Через два часа домработницу в квартиру не пустили. Лидию Васильевну, уже скончавшуюся, увезли в морг, дом опечатали. А когда распечатали, домашняя работница взяла все необходимое для похорон. Мы, кочелаевские, даже на похороны не успели. Жаль, как жаль, что не попрощались. А вещи их в театры и музеи особая комиссия отправила. Все по описи.
Но вот недавно опять с Федотом Васильевичем я встретилась. Вышла книга о нем. Репродукции в ней хорошие. Несколько портретов Лидии Васильевны, мой портрет „Плясунья Соня“. И Катю Агафонкину молоденькую встретила, Таню Силкину и Петра Ющалкина… Все мы тут молодые да живые! Вот чудо…
Книга очень обрадовала, но и огорчила. В ней написано, что за всю свою трудолюбивую жизнь Сычков оставил около трехсот полотен.
Какое там… Мы в соседях сорок лет жили, я почти каждую его работу видела. Считаю, было их около двух тысяч. Куда делись?
Было как-то, служили наши кочелаевские парни в ГДР и уже перед отъездом на родину попали в Дрезденскую галерею. Видят: вроде как на трех картинах наша Мокша. Наклонились, чтобы подпись прочитать, и ахнули: так это пейзажи Сычкова! Вон аж где… Даже чужеземцы нашими лугами любуются. Радости, гордости за Федота Васильевича! Всем потом в Кочелаеве об этом рассказывали.
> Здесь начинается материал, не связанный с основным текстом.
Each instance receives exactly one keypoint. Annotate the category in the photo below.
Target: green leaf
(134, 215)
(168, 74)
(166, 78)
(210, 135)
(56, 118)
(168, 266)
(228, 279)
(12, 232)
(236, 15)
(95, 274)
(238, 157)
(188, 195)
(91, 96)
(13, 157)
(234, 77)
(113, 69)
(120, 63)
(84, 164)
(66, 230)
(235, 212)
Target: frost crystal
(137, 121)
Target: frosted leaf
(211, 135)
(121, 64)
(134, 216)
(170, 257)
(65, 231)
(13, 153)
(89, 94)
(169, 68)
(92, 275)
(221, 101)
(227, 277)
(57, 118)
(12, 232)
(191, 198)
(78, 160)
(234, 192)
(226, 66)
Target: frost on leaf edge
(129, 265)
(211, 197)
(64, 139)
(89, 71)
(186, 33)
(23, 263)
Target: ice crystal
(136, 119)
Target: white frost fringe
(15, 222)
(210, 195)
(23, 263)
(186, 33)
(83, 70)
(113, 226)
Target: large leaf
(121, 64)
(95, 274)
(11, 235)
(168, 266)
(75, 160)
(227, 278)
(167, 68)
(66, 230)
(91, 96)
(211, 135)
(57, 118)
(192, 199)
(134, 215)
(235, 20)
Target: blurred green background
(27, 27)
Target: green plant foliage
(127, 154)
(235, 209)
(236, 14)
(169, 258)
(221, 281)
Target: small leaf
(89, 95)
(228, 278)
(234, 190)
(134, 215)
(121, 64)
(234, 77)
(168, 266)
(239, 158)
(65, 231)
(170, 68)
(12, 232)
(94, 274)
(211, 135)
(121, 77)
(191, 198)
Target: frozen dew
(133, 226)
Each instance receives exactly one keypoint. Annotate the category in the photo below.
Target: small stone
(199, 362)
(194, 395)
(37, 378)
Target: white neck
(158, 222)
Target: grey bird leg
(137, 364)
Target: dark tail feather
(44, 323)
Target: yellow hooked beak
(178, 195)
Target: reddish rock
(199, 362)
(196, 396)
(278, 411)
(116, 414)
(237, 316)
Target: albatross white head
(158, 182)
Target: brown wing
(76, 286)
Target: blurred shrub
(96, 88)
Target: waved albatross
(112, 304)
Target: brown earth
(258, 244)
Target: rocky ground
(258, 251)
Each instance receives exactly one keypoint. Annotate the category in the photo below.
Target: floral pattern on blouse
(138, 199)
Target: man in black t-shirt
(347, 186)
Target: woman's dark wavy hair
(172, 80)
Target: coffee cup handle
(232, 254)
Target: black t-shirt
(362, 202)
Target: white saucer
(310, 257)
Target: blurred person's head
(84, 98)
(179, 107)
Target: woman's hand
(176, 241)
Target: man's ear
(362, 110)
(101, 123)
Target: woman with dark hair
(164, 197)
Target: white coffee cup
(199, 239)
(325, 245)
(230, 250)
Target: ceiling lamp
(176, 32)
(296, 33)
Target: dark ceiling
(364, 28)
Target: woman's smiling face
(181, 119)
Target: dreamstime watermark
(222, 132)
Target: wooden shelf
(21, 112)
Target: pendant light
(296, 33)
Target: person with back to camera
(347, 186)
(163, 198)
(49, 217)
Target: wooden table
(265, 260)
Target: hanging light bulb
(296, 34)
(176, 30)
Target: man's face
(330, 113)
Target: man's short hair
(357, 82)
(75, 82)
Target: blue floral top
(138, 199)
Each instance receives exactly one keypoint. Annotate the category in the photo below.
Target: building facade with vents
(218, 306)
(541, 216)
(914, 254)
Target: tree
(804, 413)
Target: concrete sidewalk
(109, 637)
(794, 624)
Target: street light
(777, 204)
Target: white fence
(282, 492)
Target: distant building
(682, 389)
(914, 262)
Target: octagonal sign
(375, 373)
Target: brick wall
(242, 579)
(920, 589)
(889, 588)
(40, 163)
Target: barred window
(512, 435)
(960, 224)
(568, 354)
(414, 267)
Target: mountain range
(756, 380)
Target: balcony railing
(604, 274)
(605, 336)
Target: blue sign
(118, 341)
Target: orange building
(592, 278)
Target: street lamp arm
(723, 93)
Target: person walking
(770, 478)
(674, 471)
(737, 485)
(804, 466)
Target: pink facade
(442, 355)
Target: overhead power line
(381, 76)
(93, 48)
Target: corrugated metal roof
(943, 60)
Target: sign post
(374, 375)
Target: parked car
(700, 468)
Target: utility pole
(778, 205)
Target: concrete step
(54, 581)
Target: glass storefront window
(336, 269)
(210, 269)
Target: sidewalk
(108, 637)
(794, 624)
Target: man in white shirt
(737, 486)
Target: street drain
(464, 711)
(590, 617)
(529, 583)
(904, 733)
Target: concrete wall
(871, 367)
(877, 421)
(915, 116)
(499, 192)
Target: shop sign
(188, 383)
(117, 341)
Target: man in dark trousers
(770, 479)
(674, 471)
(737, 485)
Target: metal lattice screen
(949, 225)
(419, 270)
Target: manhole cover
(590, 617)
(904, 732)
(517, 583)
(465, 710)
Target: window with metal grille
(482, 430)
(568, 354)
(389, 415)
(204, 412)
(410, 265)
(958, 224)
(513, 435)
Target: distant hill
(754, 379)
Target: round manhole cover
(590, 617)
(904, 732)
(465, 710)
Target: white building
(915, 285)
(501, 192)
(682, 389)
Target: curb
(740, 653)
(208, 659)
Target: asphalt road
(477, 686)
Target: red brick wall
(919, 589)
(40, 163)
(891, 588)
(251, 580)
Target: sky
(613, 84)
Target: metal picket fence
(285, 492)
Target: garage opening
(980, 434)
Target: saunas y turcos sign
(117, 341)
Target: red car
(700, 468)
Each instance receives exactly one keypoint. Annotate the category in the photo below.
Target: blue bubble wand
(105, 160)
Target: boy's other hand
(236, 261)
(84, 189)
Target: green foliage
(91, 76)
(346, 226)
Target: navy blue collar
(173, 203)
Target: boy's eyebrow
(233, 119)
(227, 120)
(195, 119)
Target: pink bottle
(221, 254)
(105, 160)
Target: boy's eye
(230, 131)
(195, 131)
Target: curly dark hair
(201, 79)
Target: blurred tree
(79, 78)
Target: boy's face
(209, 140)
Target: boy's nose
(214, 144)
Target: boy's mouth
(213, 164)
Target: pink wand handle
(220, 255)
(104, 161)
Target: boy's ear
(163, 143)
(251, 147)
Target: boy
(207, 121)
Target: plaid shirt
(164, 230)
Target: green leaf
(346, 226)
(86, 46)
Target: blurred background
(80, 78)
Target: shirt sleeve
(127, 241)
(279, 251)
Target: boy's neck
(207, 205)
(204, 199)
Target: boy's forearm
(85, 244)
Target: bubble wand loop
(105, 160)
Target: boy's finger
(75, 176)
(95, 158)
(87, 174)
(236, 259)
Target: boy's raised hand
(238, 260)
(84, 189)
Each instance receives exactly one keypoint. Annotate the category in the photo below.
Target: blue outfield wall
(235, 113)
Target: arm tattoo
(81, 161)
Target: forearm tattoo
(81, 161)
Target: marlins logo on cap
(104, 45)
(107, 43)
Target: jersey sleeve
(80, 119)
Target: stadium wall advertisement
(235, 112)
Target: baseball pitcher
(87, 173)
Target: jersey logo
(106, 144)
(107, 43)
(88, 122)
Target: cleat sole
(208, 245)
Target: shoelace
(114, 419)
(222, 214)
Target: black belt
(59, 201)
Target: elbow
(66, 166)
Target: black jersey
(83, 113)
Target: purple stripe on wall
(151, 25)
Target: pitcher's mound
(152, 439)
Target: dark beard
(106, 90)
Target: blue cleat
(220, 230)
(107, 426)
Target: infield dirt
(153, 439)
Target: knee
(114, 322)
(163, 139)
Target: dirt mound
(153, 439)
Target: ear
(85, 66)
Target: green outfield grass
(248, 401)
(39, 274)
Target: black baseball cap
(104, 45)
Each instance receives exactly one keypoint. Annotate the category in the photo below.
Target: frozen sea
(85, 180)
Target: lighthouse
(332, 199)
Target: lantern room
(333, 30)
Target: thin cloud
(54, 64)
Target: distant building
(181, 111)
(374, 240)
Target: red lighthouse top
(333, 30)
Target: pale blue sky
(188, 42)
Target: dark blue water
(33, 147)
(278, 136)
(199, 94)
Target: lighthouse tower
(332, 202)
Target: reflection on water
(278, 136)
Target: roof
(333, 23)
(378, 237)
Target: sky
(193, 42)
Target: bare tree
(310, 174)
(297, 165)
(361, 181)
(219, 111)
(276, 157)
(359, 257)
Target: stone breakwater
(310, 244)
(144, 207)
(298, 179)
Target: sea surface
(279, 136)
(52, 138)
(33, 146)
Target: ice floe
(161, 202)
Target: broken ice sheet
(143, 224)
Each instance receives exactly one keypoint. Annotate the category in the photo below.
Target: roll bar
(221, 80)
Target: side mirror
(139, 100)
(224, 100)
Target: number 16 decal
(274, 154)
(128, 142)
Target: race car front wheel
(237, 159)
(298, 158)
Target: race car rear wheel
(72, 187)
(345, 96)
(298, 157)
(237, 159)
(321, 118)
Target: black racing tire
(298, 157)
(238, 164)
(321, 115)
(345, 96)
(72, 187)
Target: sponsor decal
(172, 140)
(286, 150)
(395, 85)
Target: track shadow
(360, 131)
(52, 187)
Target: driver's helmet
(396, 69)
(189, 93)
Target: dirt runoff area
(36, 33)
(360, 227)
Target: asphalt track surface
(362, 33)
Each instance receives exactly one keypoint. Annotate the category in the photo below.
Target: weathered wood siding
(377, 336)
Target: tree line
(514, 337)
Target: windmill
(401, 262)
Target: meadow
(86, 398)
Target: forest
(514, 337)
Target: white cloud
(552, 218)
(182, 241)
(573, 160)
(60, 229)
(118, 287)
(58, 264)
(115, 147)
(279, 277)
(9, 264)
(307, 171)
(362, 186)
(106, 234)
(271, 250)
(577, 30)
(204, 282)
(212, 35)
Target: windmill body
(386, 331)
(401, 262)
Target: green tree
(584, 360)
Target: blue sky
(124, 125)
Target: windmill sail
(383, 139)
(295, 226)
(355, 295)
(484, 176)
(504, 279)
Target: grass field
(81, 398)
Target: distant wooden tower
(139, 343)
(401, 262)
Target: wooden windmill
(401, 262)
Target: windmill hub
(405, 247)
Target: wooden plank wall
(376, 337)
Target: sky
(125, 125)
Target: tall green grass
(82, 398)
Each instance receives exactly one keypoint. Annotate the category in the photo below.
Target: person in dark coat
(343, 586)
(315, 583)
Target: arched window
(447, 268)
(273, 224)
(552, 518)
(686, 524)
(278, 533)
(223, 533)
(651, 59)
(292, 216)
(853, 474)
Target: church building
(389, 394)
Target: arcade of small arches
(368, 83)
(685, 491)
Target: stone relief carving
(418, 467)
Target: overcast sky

А как эти полотна, ежели подумать, в Берлин попали? Наверно, Вещилов, друг неоценимый, помог… Не зря его Сычков многие годы добром поминал.
Значит, за границу из-за великой нужды художника ушли многие полотна Федота Васильевича.
И еще много полотен художника пропало. После выставок всегда он их не досчитывался. Однажды Федот Васильевич две недели грустил и жаловался:
— У меня, Соня, украли дорогую картину. Помнишь, ту, что „В темной хате“. Совсем опечалили меня. Показал одному пассажиру, потом уснул, и вот… Думал ли, что в России, нынче, и украдут картину? Значит, живопись люди любят, а купить не за что…
Но не очень долго, помнится, горевал тогда художник. Вскоре опять собрал нас, деревенских девчонок: Олю Богину, Таню и меня. Назвал картину „Троица“. И ее я потом больше не видела, даже в репродукциях.
Вовсе неизвестно местонахождение полотен „Учительница у себя дома“, „Письмо с войны“, „Деревенская свадьба“, „Жатва“. С выставок они не вернулись, там их похитили».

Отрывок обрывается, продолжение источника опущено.